Na presente reclamação, o reclamante alega, também, que foi só com a notificação do acórdão do Supremo Tribunal de Justiça é que passou a estar em condições de invocar a violação do artigo 32.º e da alínea c) do artigo 161.º da Constituição, pois a questão sub judice só ganhou forma com a prolação deste aresto, na medida em que é na sua fundamentação que se encontra bem patente a interpretação corretiva e a consequente repristinação associada à mesma que implica a violação dos princípios subjacentes aos mencionados preceitos da Constituição.

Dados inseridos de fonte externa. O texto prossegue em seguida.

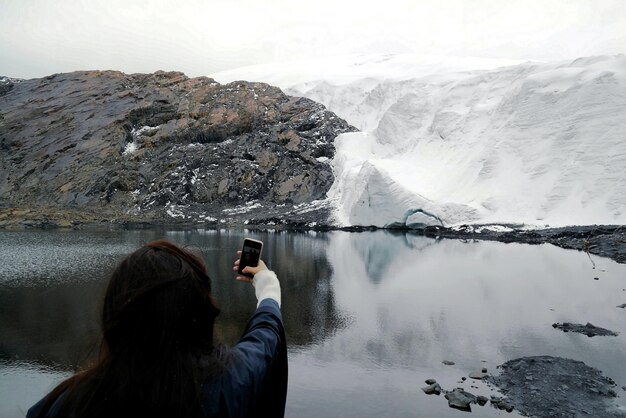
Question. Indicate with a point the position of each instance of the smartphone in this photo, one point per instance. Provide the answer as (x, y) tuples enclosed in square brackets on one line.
[(250, 255)]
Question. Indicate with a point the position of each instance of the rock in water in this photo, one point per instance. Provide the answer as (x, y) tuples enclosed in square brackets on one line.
[(162, 147), (588, 329), (431, 389), (477, 375), (558, 387), (460, 399)]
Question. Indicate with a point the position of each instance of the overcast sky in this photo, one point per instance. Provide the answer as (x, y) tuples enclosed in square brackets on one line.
[(41, 37)]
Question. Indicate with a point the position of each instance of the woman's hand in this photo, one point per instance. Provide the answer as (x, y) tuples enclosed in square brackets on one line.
[(265, 282), (249, 269)]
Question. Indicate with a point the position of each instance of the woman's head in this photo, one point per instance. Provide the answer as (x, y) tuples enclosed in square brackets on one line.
[(158, 300), (157, 323)]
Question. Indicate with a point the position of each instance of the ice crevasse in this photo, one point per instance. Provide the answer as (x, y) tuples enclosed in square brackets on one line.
[(531, 143)]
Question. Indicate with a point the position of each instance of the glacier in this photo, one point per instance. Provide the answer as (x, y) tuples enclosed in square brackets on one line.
[(453, 141)]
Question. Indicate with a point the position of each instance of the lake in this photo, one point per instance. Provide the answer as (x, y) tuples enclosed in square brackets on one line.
[(369, 316)]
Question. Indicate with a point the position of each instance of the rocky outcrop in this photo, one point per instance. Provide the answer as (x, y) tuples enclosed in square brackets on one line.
[(162, 147)]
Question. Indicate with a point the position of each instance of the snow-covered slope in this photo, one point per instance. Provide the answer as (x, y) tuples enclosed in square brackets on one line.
[(529, 143)]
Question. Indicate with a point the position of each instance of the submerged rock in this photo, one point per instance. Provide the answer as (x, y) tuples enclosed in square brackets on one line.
[(558, 387), (478, 375), (460, 399), (433, 388), (588, 329)]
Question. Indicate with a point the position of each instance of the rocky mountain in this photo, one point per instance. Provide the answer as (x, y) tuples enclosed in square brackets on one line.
[(161, 148)]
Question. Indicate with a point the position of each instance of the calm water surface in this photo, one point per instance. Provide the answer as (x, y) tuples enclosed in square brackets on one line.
[(369, 316)]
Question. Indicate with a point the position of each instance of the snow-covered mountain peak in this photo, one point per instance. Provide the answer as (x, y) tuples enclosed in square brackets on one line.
[(534, 143)]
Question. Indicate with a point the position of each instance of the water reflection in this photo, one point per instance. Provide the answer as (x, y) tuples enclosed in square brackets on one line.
[(368, 316)]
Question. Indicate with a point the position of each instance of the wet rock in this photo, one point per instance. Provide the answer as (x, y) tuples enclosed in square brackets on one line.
[(604, 240), (460, 399), (478, 375), (162, 148), (588, 329), (559, 387), (433, 388)]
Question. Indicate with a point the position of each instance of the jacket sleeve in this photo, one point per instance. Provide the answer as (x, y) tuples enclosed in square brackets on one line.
[(260, 363)]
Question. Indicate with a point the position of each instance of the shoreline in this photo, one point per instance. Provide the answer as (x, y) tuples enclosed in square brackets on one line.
[(600, 240)]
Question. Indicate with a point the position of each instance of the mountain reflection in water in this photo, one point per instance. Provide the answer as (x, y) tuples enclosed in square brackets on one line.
[(369, 316)]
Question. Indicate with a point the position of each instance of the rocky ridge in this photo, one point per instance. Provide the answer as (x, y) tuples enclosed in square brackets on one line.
[(104, 146)]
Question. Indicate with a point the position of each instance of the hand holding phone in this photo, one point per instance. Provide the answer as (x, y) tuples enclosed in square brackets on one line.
[(250, 256)]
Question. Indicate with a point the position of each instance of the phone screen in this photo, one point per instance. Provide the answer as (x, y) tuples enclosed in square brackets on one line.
[(250, 255)]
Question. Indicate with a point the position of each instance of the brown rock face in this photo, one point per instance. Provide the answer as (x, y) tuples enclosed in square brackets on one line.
[(162, 146)]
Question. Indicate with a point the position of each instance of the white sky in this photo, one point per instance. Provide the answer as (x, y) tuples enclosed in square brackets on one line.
[(41, 37)]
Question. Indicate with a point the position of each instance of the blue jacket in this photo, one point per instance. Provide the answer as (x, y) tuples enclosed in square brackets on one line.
[(255, 383)]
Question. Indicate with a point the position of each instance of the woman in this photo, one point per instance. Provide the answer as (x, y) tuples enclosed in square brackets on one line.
[(158, 358)]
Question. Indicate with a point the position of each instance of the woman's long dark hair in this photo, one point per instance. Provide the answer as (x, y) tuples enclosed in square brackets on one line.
[(157, 322)]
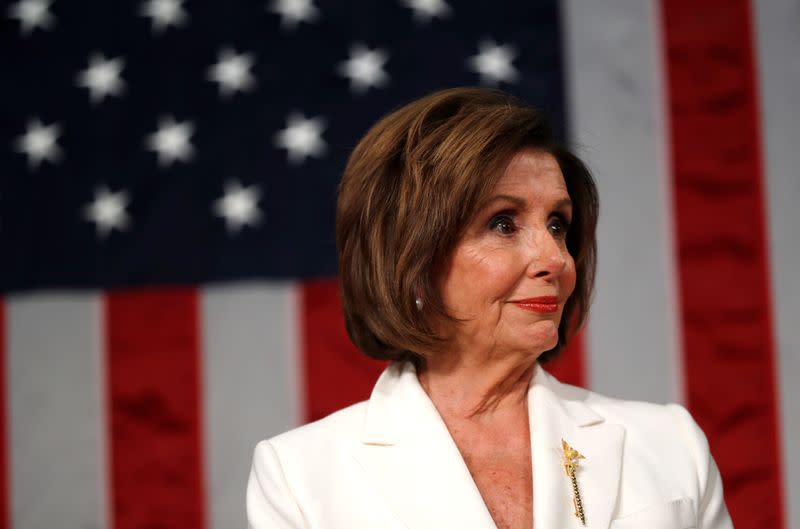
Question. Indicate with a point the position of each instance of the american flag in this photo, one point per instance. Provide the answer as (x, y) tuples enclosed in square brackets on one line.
[(167, 189)]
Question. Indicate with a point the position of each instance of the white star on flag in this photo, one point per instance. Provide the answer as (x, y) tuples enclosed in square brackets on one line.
[(164, 13), (493, 63), (425, 10), (107, 211), (364, 68), (171, 141), (232, 72), (302, 138), (238, 206), (32, 14), (39, 143), (294, 11), (102, 77)]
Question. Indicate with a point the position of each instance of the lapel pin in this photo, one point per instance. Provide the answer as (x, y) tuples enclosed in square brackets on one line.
[(571, 457)]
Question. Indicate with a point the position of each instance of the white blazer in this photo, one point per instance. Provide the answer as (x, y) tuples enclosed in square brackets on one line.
[(390, 463)]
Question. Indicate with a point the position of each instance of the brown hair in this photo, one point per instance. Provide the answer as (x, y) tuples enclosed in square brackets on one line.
[(410, 188)]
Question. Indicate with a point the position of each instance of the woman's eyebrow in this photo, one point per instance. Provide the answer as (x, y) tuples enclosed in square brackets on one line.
[(519, 202), (563, 202)]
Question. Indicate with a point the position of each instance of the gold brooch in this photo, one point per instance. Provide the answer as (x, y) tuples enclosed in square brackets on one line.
[(571, 457)]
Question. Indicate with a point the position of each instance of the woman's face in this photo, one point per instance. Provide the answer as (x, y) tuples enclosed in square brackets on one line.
[(513, 251)]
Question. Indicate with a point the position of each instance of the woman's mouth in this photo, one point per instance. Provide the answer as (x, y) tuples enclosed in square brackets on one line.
[(540, 304)]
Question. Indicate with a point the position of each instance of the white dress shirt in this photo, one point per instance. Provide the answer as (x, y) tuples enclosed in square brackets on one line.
[(390, 463)]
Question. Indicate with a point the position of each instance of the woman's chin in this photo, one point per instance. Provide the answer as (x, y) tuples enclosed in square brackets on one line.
[(543, 336)]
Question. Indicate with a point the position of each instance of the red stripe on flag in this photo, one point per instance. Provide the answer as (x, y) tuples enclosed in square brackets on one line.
[(570, 365), (722, 249), (4, 475), (153, 362), (336, 373)]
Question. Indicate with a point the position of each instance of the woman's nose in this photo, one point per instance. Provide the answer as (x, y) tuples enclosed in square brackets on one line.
[(546, 255)]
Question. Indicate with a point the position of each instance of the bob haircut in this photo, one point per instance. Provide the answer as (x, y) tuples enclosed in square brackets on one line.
[(410, 189)]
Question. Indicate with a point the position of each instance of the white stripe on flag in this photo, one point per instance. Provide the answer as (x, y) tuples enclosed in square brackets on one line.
[(615, 85), (57, 433), (251, 375), (778, 43)]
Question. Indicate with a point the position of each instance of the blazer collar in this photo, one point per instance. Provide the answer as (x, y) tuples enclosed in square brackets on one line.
[(410, 457)]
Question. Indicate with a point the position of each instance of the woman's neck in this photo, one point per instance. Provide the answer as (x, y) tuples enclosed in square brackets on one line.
[(477, 389)]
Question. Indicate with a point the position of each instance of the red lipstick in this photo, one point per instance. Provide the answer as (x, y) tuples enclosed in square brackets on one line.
[(540, 304)]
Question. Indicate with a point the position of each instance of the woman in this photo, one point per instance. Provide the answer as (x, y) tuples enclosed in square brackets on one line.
[(466, 241)]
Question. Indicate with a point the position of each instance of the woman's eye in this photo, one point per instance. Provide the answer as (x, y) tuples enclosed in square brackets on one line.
[(502, 224), (559, 227)]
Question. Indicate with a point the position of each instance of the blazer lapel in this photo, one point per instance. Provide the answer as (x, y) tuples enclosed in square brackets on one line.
[(410, 457), (559, 412)]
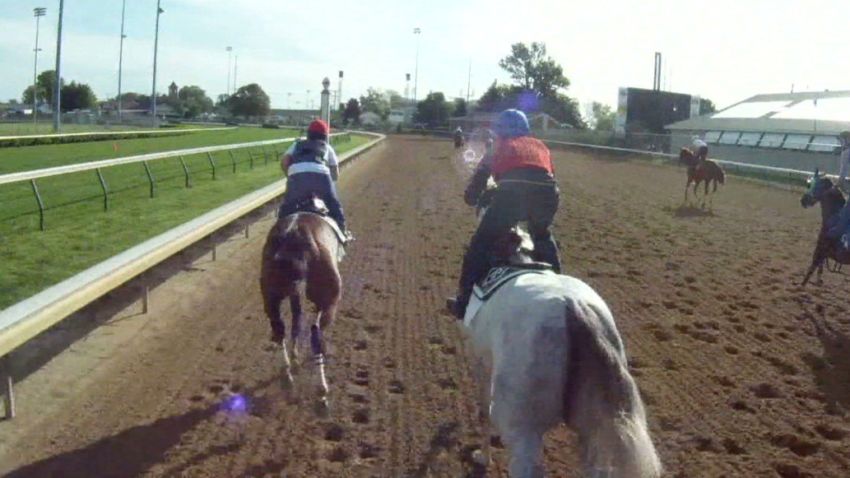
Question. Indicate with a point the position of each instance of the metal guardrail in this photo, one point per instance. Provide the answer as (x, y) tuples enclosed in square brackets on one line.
[(756, 168), (24, 320), (111, 133)]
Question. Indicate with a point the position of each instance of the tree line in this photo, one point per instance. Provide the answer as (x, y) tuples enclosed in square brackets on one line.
[(190, 101)]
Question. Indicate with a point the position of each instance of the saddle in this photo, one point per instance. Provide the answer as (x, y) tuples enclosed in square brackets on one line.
[(317, 207)]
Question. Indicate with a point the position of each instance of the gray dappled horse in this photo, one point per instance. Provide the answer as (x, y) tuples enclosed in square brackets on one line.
[(555, 356)]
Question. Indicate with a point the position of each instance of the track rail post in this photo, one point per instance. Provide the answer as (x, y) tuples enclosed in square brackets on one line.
[(150, 178), (185, 172), (104, 188), (40, 204), (8, 387), (212, 164)]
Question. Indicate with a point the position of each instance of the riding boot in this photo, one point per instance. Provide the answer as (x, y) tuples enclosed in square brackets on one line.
[(546, 250), (474, 268)]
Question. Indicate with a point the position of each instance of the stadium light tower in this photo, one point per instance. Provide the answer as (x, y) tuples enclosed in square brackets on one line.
[(37, 12), (416, 31), (159, 11), (121, 56)]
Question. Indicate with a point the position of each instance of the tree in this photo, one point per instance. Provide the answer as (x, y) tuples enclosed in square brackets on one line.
[(194, 101), (77, 96), (376, 102), (45, 87), (459, 108), (533, 70), (706, 106), (396, 100), (603, 116), (351, 111), (433, 110), (539, 81), (249, 100)]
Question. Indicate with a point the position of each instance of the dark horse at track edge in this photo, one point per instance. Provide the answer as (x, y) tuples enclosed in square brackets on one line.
[(821, 190), (708, 171), (302, 252)]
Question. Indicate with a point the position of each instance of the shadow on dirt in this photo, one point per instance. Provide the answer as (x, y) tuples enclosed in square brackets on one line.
[(832, 369), (685, 211)]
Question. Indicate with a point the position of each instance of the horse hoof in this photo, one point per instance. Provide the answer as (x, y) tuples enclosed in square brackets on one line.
[(323, 408), (480, 459)]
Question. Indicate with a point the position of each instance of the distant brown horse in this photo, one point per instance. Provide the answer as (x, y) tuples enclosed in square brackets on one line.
[(821, 190), (302, 251), (708, 171)]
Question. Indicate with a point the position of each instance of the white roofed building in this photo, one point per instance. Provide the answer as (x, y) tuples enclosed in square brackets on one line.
[(790, 130)]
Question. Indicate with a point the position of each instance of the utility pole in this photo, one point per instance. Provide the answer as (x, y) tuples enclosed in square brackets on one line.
[(38, 12), (416, 31), (229, 54), (468, 83), (57, 88), (121, 57), (159, 11)]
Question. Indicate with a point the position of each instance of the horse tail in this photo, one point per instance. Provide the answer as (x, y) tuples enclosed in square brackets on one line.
[(602, 402), (297, 246)]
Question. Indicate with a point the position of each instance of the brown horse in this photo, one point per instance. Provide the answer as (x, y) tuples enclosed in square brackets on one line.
[(302, 252), (708, 171), (821, 190)]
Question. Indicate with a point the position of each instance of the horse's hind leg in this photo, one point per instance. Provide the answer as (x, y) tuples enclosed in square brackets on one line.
[(297, 316), (526, 447), (272, 306), (317, 344)]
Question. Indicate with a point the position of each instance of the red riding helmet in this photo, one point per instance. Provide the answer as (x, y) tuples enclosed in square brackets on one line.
[(319, 127)]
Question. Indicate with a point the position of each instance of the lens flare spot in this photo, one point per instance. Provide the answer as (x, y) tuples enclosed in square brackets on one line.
[(236, 403)]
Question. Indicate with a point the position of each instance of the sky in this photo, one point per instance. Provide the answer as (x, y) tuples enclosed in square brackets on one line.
[(722, 50)]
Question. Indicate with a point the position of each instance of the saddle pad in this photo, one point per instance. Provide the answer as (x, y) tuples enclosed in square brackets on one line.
[(495, 279), (331, 222), (498, 276)]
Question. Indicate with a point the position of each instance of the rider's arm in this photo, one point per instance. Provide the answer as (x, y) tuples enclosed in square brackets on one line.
[(333, 163), (477, 184), (843, 166), (286, 159)]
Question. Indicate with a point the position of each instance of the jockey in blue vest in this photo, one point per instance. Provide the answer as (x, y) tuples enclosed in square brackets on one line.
[(311, 167)]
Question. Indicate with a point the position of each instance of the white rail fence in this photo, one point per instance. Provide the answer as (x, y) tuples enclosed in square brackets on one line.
[(141, 158), (166, 131), (24, 320)]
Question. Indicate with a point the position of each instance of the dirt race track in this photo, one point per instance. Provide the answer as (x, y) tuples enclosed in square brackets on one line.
[(744, 373)]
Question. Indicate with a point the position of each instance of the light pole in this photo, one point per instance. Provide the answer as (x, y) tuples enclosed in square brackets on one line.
[(37, 12), (339, 91), (159, 11), (229, 53), (326, 104), (235, 70), (121, 56), (57, 89), (416, 31)]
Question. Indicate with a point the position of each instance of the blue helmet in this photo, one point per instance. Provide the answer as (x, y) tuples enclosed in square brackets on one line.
[(512, 123)]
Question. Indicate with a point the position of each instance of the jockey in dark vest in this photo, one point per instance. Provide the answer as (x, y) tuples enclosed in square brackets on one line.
[(311, 167), (527, 191)]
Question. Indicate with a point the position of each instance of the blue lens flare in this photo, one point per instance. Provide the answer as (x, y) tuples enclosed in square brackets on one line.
[(236, 403)]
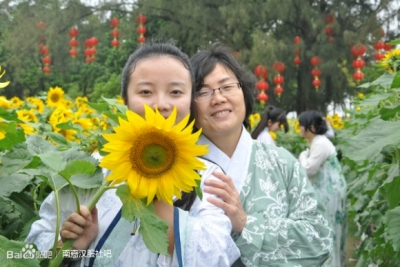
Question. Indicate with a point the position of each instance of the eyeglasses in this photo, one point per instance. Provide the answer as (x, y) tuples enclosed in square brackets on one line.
[(226, 90)]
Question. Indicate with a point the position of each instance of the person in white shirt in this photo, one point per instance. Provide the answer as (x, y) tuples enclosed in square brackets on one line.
[(272, 120), (325, 174)]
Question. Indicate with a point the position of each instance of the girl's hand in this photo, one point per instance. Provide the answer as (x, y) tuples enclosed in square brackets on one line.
[(81, 227), (229, 199)]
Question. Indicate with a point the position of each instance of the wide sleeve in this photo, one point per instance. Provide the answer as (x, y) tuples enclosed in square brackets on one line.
[(313, 160), (43, 231), (286, 225), (202, 236)]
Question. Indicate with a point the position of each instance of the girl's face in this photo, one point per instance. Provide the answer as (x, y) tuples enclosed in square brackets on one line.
[(221, 115), (273, 126), (160, 82)]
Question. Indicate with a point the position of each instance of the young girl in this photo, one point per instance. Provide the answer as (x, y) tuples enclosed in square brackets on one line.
[(160, 76), (325, 174), (272, 120)]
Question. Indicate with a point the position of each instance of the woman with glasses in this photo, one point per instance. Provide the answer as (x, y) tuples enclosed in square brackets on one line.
[(276, 218), (272, 120)]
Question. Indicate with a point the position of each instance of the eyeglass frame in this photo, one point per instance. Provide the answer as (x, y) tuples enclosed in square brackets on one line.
[(238, 84)]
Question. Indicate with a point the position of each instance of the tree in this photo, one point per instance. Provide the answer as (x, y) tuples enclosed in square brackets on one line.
[(262, 32)]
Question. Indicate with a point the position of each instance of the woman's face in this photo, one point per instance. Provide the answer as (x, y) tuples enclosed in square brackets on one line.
[(221, 115), (273, 126), (160, 82)]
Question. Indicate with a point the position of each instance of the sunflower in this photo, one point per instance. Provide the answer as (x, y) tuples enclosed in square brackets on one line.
[(391, 60), (154, 156), (55, 97)]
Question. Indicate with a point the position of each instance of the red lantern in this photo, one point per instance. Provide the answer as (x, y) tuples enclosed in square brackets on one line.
[(115, 43), (262, 85), (262, 97), (47, 60), (358, 63), (358, 50), (379, 45), (73, 43), (141, 30), (329, 18), (46, 69), (141, 39), (278, 90), (73, 52), (73, 32), (279, 66), (316, 72), (114, 33), (297, 61), (296, 40), (261, 71), (328, 31), (387, 47), (316, 83), (358, 76), (315, 61), (114, 22), (44, 50), (379, 56), (141, 19), (278, 79)]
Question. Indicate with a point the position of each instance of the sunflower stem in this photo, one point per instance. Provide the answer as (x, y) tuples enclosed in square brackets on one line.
[(68, 243)]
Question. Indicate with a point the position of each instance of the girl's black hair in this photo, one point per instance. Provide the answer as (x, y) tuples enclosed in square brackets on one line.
[(204, 62), (154, 48), (275, 115), (313, 118)]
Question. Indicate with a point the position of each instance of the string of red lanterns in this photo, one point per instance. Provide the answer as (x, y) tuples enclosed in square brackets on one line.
[(262, 73), (278, 79), (73, 33), (329, 30), (316, 72), (90, 50), (297, 60), (114, 32), (141, 30), (357, 51)]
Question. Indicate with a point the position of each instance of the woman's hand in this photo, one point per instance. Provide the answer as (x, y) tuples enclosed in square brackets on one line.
[(81, 227), (230, 203)]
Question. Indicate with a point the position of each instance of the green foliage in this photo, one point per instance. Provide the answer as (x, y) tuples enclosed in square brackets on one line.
[(371, 158)]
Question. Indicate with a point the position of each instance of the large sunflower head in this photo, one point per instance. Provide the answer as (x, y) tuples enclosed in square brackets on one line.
[(154, 156), (391, 60), (55, 97)]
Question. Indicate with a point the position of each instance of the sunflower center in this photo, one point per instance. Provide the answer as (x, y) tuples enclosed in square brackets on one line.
[(153, 154), (55, 97)]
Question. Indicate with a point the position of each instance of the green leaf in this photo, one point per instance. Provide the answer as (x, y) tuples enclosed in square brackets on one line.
[(199, 193), (15, 253), (396, 81), (113, 102), (77, 167), (53, 160), (388, 113), (392, 221), (152, 228), (372, 139), (58, 138), (385, 80), (37, 145), (17, 158), (15, 182)]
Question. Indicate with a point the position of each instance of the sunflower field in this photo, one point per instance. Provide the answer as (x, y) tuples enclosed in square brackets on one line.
[(46, 143)]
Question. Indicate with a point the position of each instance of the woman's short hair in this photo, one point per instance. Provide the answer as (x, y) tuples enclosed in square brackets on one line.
[(313, 118), (204, 62)]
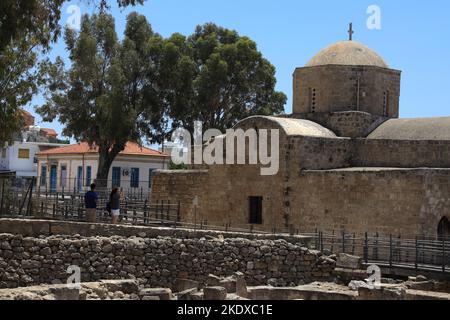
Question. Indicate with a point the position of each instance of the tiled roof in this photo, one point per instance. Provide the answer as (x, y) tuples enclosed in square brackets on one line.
[(84, 148), (49, 132)]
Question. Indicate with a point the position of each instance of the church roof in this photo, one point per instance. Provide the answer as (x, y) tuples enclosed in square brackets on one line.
[(296, 127), (350, 53), (413, 129)]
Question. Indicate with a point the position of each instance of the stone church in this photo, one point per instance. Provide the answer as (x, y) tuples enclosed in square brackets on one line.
[(347, 162)]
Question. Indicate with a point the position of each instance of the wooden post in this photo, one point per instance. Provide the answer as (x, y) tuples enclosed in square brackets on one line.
[(416, 262), (390, 250)]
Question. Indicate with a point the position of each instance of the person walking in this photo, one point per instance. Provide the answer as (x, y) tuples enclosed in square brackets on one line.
[(90, 202), (114, 200)]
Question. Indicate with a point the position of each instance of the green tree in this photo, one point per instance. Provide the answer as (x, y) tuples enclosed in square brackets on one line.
[(110, 94), (27, 29), (219, 78)]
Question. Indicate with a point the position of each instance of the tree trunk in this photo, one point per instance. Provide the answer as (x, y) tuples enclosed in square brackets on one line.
[(104, 164)]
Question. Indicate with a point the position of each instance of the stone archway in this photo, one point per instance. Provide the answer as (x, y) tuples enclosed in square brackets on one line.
[(444, 229)]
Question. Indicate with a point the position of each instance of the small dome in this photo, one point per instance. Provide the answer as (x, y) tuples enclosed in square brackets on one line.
[(347, 53)]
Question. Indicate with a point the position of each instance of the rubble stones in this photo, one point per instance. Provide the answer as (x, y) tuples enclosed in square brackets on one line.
[(159, 261), (214, 293)]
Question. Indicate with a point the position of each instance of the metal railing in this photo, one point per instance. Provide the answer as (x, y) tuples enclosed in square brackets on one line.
[(420, 253)]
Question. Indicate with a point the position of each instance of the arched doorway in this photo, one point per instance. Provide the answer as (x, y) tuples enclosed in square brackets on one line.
[(444, 229)]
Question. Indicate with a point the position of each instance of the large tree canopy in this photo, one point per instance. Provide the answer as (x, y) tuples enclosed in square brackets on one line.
[(219, 78), (27, 29), (110, 95)]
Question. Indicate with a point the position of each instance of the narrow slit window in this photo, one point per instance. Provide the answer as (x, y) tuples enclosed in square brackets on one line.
[(312, 99), (255, 204)]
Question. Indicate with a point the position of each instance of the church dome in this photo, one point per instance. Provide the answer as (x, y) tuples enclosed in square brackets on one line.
[(350, 53)]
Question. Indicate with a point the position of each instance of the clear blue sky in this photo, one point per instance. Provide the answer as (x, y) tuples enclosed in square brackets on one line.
[(414, 37)]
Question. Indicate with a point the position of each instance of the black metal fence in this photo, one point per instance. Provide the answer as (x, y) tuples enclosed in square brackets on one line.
[(19, 198), (420, 253)]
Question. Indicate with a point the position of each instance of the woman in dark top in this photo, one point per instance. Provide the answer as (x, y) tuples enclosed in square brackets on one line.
[(114, 201)]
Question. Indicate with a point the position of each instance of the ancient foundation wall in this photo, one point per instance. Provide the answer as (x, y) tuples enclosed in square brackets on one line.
[(156, 262)]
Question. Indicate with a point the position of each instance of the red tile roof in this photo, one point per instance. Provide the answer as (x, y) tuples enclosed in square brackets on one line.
[(49, 132), (82, 148)]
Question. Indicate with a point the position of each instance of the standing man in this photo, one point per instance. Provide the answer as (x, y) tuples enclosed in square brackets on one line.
[(90, 201)]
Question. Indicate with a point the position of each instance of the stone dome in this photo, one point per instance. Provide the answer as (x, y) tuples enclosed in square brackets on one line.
[(347, 53)]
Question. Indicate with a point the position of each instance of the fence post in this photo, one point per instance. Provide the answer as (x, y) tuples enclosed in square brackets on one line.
[(332, 242), (316, 240), (390, 250), (321, 241), (366, 248), (145, 212), (343, 241), (30, 202), (168, 211), (1, 202), (353, 245)]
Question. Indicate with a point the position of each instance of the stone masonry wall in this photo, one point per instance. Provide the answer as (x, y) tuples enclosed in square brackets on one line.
[(157, 262), (352, 124), (401, 153), (406, 202)]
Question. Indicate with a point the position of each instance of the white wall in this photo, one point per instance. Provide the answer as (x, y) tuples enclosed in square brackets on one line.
[(72, 162)]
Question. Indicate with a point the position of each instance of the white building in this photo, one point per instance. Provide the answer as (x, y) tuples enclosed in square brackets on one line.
[(20, 155), (73, 168)]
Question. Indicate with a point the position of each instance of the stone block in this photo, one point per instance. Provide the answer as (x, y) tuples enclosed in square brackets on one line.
[(348, 261), (214, 293), (184, 284), (212, 280), (126, 286)]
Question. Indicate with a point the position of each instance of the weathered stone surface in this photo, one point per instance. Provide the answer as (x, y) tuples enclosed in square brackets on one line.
[(355, 285), (185, 284), (162, 293), (348, 261), (159, 261)]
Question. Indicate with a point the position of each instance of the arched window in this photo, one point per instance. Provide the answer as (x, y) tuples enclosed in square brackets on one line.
[(312, 100), (444, 229)]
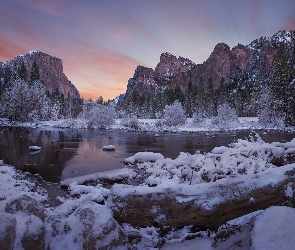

Ora, não só esta alegação é contraditória com a afirmação de que suscitou «em devido tempo e no devido lugar a questão de inconstitucionalidade» que apresentou a este Tribunal, como é, manifestamente, improcedente porquanto a decisão recorrida não adotou uma interpretação surpreendente, inesperada ou imprevisível que permitisse dispensar o recorrente do ónus de suscitação prévia. Como o próprio reclamante admite, quer no requerimento de interposição do recurso de constitucionalidade quer na presente reclamação, o acórdão recorrido não fez uma interpretação surpreendente antes confirmou, no essencial, o entendimento do Tribunal da Relação de Lisboa
III. Decisão
5. Nos termos e com os fundamentos expostos, decide-se indeferir a reclamação apresentada.
Custas pelo reclamante, fixando-se a taxa de justiça em 20 UC, nos termos dos artigos 7.º e 9.º, n.º 1, do Decreto-Lei n.º 303/98, de 7 de outubro.
Lisboa, 28 de março de 2014. – João Caupers – Maria de Fátima Mata-Mouros – Maria Lúcia Amaral.